僕以外のイケメンは爆発しろ。

「随分と浮かない顔だね。なにか心配事?」


そこまで僕は分かりやすいのだろうか。
ポーカーフェイスな哀愁漂うクールイケメンを演じていたつもりだったんだけど。


「……まぁ、色々あるもんで」

「へえ、そりゃ大変そうだね」


全く他人事な調子で相槌を打つ紀平辰夫。
白々しい口調に真意が読めない軽薄な態度はあまり得意ではない。
僕はわかりやすい人間が好きなのだ。
言葉よりもすぐ顔に出るような、そう、カナちゃんとか。…カナちゃん、どこ行っちゃったんだろうなぁ。あー駄目だ、また沈んできた。
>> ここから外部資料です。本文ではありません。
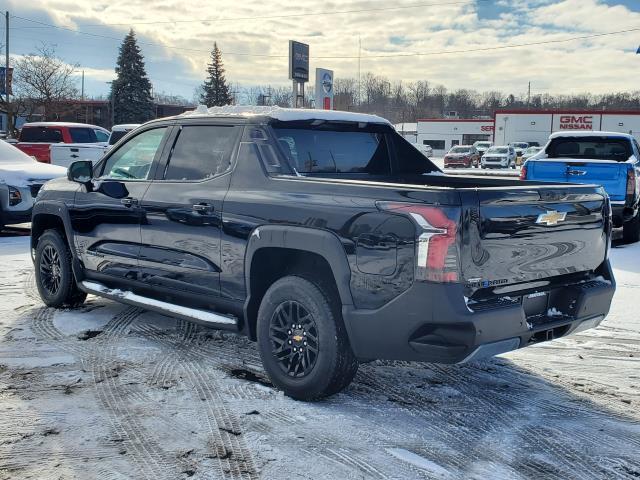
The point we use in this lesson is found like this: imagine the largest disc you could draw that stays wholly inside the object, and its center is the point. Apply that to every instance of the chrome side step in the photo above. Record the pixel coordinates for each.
(203, 317)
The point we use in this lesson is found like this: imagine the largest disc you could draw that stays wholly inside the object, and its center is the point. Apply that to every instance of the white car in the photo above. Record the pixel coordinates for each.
(519, 147)
(482, 146)
(499, 157)
(21, 178)
(119, 131)
(426, 150)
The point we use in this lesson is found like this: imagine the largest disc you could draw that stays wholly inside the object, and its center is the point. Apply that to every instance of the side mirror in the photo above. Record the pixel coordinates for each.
(81, 172)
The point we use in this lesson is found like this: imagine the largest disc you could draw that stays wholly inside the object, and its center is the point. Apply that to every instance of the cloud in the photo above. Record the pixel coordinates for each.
(178, 65)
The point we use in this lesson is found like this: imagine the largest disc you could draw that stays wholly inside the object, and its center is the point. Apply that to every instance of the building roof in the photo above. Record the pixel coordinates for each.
(587, 133)
(60, 124)
(284, 114)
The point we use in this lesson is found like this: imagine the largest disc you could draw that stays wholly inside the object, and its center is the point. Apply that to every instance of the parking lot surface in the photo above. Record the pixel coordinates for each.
(114, 392)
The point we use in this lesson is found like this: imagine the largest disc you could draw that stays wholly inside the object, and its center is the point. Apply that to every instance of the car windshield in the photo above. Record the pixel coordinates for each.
(116, 135)
(598, 148)
(498, 150)
(339, 147)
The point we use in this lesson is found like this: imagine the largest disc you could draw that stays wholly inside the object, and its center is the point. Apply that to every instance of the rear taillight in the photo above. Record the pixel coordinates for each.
(436, 232)
(631, 184)
(523, 172)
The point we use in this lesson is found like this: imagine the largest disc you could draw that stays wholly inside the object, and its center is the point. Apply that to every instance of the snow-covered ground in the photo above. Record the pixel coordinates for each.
(109, 391)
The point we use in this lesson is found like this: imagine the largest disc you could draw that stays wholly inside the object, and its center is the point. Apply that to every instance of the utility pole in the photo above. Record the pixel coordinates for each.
(6, 70)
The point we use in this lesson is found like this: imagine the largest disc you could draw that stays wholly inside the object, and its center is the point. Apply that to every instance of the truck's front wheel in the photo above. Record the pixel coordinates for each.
(631, 230)
(54, 275)
(302, 340)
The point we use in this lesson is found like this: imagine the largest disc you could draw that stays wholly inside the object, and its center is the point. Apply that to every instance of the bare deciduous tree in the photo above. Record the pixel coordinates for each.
(45, 80)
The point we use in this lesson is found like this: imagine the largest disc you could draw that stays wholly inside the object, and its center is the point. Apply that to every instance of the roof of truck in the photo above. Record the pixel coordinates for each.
(582, 133)
(283, 114)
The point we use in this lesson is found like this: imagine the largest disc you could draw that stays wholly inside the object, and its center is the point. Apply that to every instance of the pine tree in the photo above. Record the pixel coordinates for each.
(215, 89)
(131, 90)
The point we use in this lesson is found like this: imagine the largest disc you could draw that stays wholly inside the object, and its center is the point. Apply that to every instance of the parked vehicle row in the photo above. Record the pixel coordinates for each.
(21, 178)
(499, 157)
(61, 143)
(609, 159)
(465, 156)
(247, 220)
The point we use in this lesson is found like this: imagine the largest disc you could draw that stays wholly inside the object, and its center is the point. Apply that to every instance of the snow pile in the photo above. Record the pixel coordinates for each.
(285, 114)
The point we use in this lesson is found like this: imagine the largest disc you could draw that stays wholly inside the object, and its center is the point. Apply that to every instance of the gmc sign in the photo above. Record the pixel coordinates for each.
(580, 122)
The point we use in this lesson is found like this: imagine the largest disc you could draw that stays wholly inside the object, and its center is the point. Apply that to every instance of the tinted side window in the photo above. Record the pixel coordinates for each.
(326, 151)
(133, 160)
(201, 152)
(101, 136)
(41, 134)
(82, 135)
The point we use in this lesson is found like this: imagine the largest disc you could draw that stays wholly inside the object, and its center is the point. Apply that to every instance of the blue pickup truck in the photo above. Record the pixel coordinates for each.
(609, 159)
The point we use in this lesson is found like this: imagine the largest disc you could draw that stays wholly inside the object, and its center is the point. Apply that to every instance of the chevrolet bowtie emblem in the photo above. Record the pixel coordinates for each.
(551, 217)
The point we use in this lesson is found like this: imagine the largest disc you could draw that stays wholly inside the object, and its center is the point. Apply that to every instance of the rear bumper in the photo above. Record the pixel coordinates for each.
(432, 323)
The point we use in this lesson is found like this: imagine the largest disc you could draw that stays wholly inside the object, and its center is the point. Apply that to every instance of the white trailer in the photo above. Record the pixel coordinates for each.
(443, 133)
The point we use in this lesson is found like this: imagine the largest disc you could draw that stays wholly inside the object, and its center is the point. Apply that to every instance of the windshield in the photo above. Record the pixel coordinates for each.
(498, 150)
(598, 148)
(333, 147)
(10, 154)
(460, 150)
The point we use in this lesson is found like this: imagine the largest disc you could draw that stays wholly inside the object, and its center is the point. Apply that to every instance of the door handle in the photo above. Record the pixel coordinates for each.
(203, 208)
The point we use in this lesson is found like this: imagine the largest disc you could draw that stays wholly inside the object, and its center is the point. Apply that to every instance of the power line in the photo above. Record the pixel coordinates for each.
(391, 55)
(288, 15)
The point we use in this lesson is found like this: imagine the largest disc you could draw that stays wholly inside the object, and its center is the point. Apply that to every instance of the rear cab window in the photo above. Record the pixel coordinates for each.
(590, 148)
(331, 148)
(201, 152)
(82, 135)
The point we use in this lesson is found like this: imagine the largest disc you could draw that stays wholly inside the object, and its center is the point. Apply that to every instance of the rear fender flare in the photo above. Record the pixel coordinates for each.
(321, 242)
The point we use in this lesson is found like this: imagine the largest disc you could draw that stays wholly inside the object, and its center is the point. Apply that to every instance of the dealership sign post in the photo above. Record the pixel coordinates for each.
(324, 89)
(298, 70)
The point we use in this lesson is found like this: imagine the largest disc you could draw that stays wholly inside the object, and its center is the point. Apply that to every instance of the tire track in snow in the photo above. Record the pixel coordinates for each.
(228, 447)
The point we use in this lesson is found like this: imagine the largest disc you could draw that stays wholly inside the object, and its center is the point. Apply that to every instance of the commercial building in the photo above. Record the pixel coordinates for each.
(444, 133)
(536, 125)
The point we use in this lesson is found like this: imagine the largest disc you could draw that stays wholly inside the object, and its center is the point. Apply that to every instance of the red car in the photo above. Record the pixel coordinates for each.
(465, 156)
(36, 138)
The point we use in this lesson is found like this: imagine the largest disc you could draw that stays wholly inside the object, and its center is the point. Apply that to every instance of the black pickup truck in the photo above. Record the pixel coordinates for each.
(325, 237)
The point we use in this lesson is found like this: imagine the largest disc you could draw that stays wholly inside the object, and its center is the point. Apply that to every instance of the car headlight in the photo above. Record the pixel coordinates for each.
(15, 197)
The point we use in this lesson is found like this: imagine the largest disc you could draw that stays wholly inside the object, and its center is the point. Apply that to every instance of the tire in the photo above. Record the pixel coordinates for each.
(631, 230)
(332, 367)
(54, 275)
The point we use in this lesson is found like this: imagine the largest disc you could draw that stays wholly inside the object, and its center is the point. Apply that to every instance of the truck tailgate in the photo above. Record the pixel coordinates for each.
(523, 234)
(608, 173)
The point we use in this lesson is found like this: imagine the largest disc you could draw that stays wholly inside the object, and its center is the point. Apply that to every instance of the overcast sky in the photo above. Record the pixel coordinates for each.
(175, 36)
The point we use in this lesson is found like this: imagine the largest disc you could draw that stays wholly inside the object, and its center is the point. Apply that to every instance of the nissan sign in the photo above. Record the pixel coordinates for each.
(298, 61)
(324, 89)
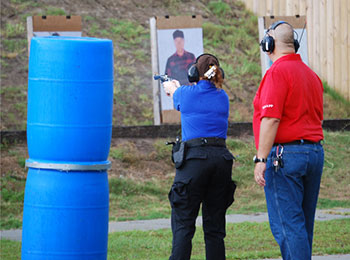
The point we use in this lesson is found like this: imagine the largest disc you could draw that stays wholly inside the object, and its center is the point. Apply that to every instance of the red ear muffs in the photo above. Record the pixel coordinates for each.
(268, 43)
(193, 73)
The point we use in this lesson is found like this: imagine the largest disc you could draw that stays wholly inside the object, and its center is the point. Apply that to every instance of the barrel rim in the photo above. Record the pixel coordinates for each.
(76, 166)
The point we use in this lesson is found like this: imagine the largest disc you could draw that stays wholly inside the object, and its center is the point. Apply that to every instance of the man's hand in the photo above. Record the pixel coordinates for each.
(259, 173)
(170, 87)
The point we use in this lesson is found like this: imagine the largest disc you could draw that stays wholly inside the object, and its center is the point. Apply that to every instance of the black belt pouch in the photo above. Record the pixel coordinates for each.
(178, 154)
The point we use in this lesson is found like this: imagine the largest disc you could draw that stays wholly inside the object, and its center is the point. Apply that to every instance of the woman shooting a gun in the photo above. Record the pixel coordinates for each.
(203, 163)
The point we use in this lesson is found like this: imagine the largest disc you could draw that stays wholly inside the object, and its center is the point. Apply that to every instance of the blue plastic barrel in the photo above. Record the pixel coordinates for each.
(69, 128)
(65, 215)
(70, 99)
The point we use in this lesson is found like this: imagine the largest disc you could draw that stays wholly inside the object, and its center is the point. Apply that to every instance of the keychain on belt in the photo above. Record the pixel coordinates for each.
(278, 161)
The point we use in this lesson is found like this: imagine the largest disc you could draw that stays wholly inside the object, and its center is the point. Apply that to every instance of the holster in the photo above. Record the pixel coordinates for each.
(178, 154)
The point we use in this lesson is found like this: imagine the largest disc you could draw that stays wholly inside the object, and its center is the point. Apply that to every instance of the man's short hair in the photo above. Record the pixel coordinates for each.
(178, 33)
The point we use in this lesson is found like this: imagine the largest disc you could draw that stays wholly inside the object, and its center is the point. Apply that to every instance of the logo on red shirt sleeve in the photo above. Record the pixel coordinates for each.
(267, 106)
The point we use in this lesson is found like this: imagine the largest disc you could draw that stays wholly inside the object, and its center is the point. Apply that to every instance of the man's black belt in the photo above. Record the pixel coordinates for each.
(206, 141)
(297, 142)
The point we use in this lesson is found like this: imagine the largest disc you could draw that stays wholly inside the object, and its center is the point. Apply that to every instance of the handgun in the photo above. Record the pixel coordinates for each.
(162, 78)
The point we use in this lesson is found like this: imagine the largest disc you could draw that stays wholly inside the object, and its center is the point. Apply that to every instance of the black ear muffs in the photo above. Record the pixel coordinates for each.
(268, 43)
(193, 73)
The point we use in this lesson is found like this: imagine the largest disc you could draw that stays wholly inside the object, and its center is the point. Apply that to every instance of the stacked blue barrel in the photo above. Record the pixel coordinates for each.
(69, 129)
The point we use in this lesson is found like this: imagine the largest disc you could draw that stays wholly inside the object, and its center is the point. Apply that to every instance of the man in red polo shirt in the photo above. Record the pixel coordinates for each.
(287, 124)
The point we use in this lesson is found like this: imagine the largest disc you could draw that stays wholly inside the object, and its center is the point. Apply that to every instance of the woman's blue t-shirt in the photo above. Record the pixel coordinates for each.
(204, 110)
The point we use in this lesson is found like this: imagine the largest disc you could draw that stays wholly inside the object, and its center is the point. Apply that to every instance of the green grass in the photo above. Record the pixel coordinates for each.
(12, 196)
(146, 198)
(243, 241)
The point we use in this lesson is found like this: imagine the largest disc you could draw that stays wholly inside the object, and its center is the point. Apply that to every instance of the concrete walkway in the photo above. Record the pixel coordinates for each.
(155, 224)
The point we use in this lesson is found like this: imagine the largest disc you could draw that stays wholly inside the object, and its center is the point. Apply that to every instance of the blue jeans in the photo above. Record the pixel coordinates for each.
(291, 196)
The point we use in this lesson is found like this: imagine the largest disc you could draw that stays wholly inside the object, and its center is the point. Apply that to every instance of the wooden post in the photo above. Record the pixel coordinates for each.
(337, 46)
(348, 44)
(316, 35)
(343, 48)
(155, 83)
(323, 37)
(330, 43)
(310, 32)
(262, 8)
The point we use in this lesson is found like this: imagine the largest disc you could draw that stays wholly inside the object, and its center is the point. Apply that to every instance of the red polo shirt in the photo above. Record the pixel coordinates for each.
(293, 93)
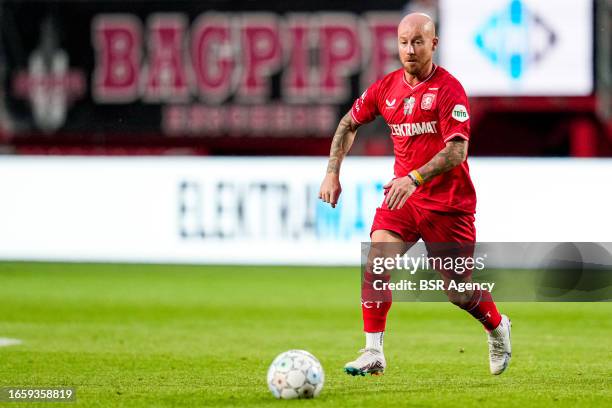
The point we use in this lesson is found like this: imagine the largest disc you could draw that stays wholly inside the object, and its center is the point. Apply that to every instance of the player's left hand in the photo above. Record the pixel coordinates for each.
(397, 192)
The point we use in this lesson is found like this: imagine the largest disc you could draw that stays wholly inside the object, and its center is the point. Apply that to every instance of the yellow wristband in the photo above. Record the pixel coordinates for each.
(418, 177)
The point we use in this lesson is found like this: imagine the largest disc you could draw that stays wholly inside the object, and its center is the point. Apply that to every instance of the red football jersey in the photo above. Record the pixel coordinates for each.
(422, 118)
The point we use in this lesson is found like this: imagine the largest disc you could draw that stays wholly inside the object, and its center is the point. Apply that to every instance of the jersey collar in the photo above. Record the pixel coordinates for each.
(433, 71)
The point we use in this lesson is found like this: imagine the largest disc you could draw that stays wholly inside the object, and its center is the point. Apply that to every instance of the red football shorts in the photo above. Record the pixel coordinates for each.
(444, 234)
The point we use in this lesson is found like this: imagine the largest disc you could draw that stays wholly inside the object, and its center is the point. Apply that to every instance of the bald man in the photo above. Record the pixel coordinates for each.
(431, 196)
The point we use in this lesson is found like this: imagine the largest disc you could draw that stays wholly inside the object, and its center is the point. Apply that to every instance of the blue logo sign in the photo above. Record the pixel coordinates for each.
(515, 39)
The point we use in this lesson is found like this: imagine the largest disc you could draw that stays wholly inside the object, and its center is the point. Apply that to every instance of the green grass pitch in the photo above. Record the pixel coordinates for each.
(154, 335)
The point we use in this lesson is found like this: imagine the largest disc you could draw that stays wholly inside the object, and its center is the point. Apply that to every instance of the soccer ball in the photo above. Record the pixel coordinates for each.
(295, 374)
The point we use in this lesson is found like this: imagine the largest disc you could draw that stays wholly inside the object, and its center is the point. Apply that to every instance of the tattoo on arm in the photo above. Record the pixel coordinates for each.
(451, 156)
(341, 143)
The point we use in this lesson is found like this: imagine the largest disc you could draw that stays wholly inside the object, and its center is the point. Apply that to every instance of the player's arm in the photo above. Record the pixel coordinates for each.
(452, 155)
(341, 144)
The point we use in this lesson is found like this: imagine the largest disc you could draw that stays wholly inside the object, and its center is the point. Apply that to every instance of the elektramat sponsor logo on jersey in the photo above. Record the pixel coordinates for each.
(460, 113)
(413, 129)
(408, 105)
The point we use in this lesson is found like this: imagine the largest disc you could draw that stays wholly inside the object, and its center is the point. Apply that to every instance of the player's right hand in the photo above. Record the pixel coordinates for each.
(330, 189)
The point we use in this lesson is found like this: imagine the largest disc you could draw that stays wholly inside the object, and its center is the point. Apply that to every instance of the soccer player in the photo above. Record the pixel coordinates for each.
(431, 196)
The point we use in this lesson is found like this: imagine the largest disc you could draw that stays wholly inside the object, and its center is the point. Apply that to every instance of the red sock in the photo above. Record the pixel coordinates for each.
(483, 308)
(375, 304)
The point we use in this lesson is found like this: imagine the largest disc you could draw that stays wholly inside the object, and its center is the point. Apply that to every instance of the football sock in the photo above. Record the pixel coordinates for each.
(374, 341)
(375, 304)
(483, 308)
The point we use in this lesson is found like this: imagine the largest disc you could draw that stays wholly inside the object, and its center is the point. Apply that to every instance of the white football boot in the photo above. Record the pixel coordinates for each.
(370, 361)
(500, 349)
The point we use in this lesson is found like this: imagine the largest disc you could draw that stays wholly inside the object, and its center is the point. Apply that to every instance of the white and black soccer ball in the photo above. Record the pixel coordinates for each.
(295, 374)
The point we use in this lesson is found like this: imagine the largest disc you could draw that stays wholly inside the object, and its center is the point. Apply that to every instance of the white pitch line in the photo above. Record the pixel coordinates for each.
(4, 341)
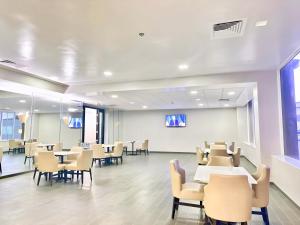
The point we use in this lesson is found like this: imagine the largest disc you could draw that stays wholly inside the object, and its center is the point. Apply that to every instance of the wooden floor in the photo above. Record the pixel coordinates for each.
(135, 193)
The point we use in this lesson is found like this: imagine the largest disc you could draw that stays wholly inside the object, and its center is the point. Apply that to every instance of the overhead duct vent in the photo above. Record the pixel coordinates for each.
(229, 29)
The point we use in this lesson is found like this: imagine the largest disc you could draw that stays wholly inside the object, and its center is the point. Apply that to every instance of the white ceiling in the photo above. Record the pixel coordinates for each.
(75, 42)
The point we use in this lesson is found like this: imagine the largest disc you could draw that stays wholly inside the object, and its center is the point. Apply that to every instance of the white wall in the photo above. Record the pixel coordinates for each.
(202, 124)
(48, 131)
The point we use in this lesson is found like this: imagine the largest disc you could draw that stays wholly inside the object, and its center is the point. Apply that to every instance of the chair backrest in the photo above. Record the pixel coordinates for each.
(118, 150)
(228, 198)
(98, 151)
(47, 162)
(1, 153)
(261, 189)
(30, 148)
(220, 161)
(218, 147)
(236, 157)
(84, 160)
(206, 145)
(218, 152)
(58, 147)
(145, 145)
(177, 177)
(200, 156)
(220, 143)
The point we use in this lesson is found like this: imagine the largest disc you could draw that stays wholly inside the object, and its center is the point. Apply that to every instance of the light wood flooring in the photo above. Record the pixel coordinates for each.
(135, 193)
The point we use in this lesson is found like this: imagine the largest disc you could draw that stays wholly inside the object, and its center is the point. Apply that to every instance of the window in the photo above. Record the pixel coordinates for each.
(290, 97)
(251, 122)
(10, 126)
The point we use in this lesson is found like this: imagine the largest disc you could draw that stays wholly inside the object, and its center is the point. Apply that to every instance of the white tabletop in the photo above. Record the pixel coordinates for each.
(207, 150)
(64, 153)
(203, 172)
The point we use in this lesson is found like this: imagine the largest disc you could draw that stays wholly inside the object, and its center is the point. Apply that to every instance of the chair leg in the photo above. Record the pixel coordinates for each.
(35, 170)
(39, 178)
(90, 170)
(174, 207)
(265, 215)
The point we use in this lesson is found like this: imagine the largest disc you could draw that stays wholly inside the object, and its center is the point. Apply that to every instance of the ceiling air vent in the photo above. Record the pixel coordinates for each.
(229, 29)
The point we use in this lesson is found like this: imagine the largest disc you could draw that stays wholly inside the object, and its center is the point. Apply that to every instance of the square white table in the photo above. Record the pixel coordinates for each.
(203, 172)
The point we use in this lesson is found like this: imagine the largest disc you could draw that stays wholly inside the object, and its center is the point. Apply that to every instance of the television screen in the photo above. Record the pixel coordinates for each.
(75, 122)
(176, 120)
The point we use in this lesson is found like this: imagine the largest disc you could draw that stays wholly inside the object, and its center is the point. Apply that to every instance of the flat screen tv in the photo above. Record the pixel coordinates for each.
(176, 120)
(75, 122)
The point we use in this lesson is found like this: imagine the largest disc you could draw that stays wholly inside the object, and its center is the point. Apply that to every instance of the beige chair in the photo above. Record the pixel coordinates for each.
(30, 150)
(236, 157)
(1, 155)
(35, 161)
(220, 161)
(144, 148)
(13, 146)
(183, 190)
(58, 147)
(82, 164)
(261, 192)
(118, 153)
(73, 158)
(218, 152)
(47, 165)
(228, 198)
(206, 145)
(201, 159)
(99, 154)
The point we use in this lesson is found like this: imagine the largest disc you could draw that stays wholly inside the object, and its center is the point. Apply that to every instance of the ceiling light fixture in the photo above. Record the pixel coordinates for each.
(72, 109)
(183, 66)
(261, 23)
(107, 73)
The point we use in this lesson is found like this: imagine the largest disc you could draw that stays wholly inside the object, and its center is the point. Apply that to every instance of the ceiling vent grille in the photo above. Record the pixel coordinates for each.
(229, 29)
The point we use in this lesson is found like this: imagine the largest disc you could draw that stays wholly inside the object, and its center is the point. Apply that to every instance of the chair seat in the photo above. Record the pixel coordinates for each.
(192, 191)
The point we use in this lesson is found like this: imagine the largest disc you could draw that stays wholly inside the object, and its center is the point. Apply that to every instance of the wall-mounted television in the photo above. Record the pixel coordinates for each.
(75, 122)
(175, 120)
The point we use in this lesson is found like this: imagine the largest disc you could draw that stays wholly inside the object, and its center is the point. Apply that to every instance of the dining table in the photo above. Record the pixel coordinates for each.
(203, 173)
(62, 154)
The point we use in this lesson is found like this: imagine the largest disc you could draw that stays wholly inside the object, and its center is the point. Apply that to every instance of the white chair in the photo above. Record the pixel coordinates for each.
(47, 165)
(99, 154)
(118, 153)
(82, 164)
(1, 155)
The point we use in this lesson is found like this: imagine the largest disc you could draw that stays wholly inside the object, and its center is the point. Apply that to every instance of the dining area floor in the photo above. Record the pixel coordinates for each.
(136, 193)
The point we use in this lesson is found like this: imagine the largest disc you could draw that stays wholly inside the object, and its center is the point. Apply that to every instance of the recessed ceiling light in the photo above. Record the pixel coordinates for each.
(107, 73)
(72, 109)
(53, 78)
(261, 23)
(183, 66)
(193, 92)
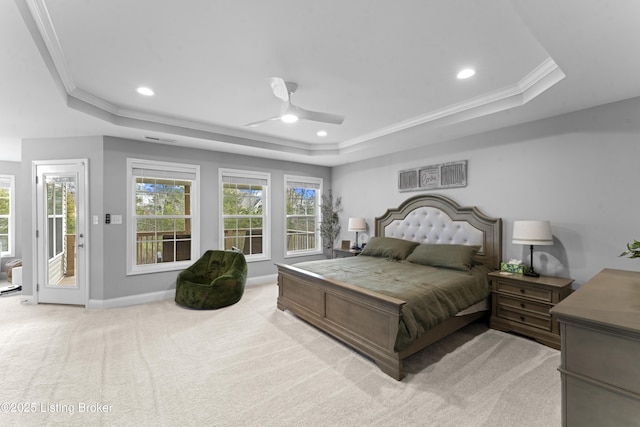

「ま、考え事もほどほどにしておきなよ。心配しなくても、すぐ解決するだろうから」


項垂れる僕に紀平辰夫はそれだけを言い残し、さっさとその場を離れていく。


「……」


なんだ、今のなにかこう意味有りげなアドバイスは。
フラグか、何かのフラグか。もしかしてあの男がカナちゃんを攫ったんじゃないだろうな。
ああ、カナちゃん。どうせなら全裸にしとくべきだった。馬鹿だとは思ってたけど、まさかあの格好で部屋を出るなんて思わなかったんだもん。完全に僕のミスだ。僕の作ったあのカナちゃん専用ウエイトレス衣装が完璧すぎてカナちゃんてば普通の服感覚で出ちゃったんだ。お馬鹿だから。


「おい、朝礼始まるってよ」

「はぁ?だりぃ、勝手始めとけよ」

「阿奈、そんなこと言わないの」


聞こえてくるバイトたちの声を聞き流しながら、一人カナちゃんの安否を心配していた時だった。
「中谷さん」と笹山に呼ばれる。


「中谷さんもどうぞこちらへ」


それどころではないのだが、多少合わせないと辞めさせられる可能性もある。
出来るだけ、合わせないと。


「うん、そうだね」


そう言って、僕は先を行く笹山たちの後を追いかける。
それにしてもこの笹山という男、結構いい奴そうだ。
まあ、どうせ猫被ってんだろうけどね。
そうじゃなかったら性格のいいイケメンとか爆発しろよ。
あ、それじゃ僕まで爆発してしまうか。
と、下がりかけるモチベーションを無理やり上げながらスタッフルームへと向かう。